‘Don’t play games with it’
Forecasters warn monstrous storm could hesitate offshore, punishing larger area
Communities along the Southeastern coast buttoned up against the onslaught of Hurricane Florence as forecasters Wednesday warned that the monster storm could hesitate just offshore for days — punishing a longer stretch of coastline harder than previously feared —before pushing inland over the weekend.
In a videotaped message from the White House, President Donald Trump said the government is fully prepared for Florence but urged people to “get out of its way.”
“Don’t play games with it. It’s a big one,” he said.
The National Hurricane Center’s projected track had Florence hovering off the southern North Carolina coast from Thursday night until landfall Saturday morning or so, about a day later than previously expected. The track also shifted somewhat south and west, throwing Georgia into peril as Florence moves inland.
The overall trend is “exceptionally bad news,” said University of Miami hurricane researcher Brian McNoldy, since it “smears a landfall out over hundreds of miles of coastline, most notably the storm surge.”
Waves 83 feet high were measured near the eye of Florence, according to a tweet from the National Hurricane Center. But that was out in the open ocean, where deeper water means bigger waves.

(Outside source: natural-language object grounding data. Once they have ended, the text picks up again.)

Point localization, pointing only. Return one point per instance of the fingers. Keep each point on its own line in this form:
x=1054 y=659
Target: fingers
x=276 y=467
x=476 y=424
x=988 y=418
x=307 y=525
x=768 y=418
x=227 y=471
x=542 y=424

“This is not going to be a glancing blow,” warned Jeff Byard, an administrator with the Federal
Emergency Management Agency. “This is going to be a Mike Tyson punch to the Carolina coast.”

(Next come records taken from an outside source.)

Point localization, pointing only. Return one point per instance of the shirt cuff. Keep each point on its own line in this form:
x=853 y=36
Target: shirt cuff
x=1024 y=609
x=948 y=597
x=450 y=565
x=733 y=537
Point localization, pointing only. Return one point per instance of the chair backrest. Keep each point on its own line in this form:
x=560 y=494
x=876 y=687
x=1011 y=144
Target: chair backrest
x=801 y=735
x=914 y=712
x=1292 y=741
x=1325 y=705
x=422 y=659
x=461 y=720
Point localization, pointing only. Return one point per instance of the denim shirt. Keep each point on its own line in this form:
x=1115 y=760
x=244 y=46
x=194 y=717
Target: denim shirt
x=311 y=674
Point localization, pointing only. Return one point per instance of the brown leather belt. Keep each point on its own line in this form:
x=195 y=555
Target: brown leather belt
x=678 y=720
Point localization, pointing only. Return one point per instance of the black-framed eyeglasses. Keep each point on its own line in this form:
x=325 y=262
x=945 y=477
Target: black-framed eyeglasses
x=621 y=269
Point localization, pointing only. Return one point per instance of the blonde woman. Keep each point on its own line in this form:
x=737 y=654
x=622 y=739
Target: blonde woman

As of Tuesday, about 1.7 million people in North and South Carolina and Virginia were under warnings to evacuate the coast, and hurricane watches and warnings extended across an area with about 5.4 million residents. Cars and trucks full of
people and belongings streamed inland.
If some of the computer projections hold, “it’s going to come roaring up to the coast Thursday night and say, ‘I’m not sure I really want to do this, and I’ll just take a tour of the coast and decide where I want to go inland,”’ said Jeff Masters, meteorology director of the private Weather Underground forecasting
service.
Florence could strengthen some over open water and then weaken as it nears land, but the difference won’t make it any less dangerous, forecaster Stacy Stewart wrote in a National Hurricane Center discussion.

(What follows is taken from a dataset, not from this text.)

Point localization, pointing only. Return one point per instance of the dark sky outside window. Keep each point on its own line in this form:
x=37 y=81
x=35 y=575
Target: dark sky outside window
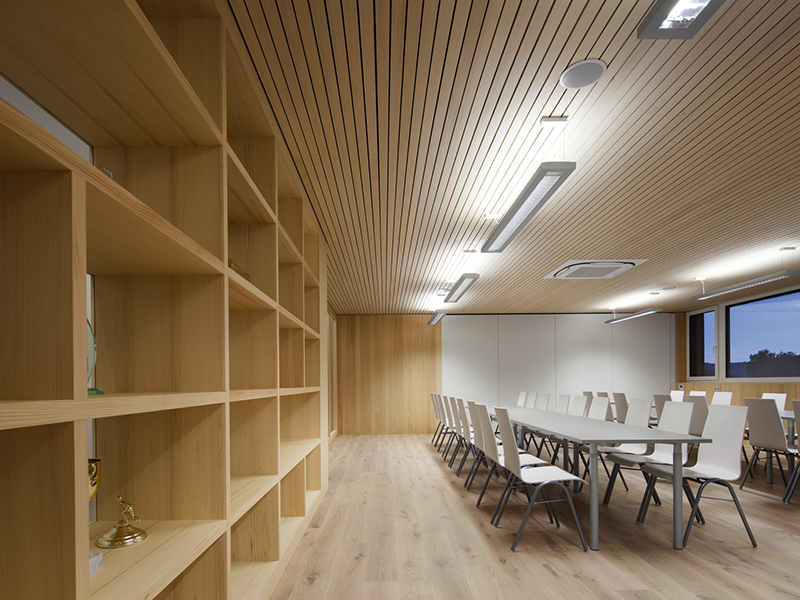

For many of those under evacuation orders, getting out of harm’s way has proved difficult, as airlines cancelled flights and
motorists had a hard time finding gas.
Florence is the most dangerous of three tropical systems in the Atlantic. Tropical Storm Isaac was expected to pass south of Puerto Rico, Haiti, the Dominican Republic and Cuba, while Hurricane Helene was moving northward away from land. Forecasters also were tracking two other disturbances.